Telegraph Reveals Learner Driver Fails 92 Times

An article published on the has revealed that one learner from Leicester has failed his theory test 92 times.

As a result, 28-year-old man has spent £2,852 on tests, before even making it to the practical element.

The information was released by the Driving Standards Agency following a Freedom of Information request, and also showed that another man from Leicester, this time a 33-year-old, had failed the practical test 22 times before passing.

The practical test costs £60 to book with the DVLA, and usually another £40 for the car, as many students pay for the hour long test and an hour of final practice before they get to the test centre.

Similarly, a 46-year-old man from Wigston failed his practical test 20 times before finally passing on the 21st attempt.

Speaking with the, Phil Oliver, owner of Roadworks School of Motoring, in Leicester, said: “It’s an incredible number of times to fail a test. I’ve never heard of anything like it.

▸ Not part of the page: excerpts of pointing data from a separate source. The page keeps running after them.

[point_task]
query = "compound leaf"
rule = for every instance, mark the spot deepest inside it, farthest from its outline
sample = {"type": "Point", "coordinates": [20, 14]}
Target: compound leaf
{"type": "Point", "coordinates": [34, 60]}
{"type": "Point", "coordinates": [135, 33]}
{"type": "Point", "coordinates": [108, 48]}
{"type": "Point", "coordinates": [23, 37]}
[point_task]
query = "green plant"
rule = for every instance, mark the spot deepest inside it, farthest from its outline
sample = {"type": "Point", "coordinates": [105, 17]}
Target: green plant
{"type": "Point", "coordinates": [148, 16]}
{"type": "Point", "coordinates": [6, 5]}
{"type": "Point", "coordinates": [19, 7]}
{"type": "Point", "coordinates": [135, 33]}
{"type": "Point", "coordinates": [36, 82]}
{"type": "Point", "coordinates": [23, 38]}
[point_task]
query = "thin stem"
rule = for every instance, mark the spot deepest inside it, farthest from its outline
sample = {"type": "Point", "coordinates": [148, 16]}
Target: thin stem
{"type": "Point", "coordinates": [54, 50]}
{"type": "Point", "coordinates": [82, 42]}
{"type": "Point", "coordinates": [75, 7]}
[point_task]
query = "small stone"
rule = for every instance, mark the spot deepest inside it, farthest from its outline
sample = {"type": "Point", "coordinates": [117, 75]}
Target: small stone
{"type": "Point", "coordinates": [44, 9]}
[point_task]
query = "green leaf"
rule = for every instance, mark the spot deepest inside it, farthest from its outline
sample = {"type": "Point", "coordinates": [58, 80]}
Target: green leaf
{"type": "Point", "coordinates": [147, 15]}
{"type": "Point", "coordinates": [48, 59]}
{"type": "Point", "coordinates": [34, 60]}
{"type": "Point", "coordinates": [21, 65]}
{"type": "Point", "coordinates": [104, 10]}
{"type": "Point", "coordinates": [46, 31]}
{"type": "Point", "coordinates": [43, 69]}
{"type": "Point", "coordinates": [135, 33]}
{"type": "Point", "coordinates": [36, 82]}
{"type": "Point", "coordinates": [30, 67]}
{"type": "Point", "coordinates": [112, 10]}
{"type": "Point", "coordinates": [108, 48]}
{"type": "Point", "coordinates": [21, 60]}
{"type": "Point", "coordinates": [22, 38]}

“Research has shown time after time that the most reliable way to pass is to have regular weekly or twice-weekly lessons, until you’re a confident driver and no longer need help and guidance from the instructor.

“People run into trouble when they try to pack intensive lessons into a short period of time, or are unprepared for the test.”

The article, published yesterday, came on the same day in which changes to the theory test came into force.

The Driving Standards Agency decided that it will no longer use pre-published questions, in the hope that it will force candidates to think about applying the rules from the Highway Code and interpret the meanings of road signs, rather than learning the exact answers to the questions.

Revision questions for candidates will still be featured in books and mobile phone applications published by The Stationary Office (TSO.

Steve Garrod, the Driving Instructors Association (DIA) general manager, welcomed the change, saying: “Drivers’ knowledge of the Highway Code has been on the decline since the theory test was first introduced in 1996, with very few people ever opening a copy.

“Simply memorising answers to the theory test will not help anyone to stay safe on increasingly busy roads and in more congested traffic conditions.

“The change is not so much to the test itself, but to the way new drivers learn the theory. It is essential that all new drivers understand how to apply the theory to their driving, to be able to recognise potentially hazardous situations and act accordingly, if they are to avoid becoming another accident statistic.”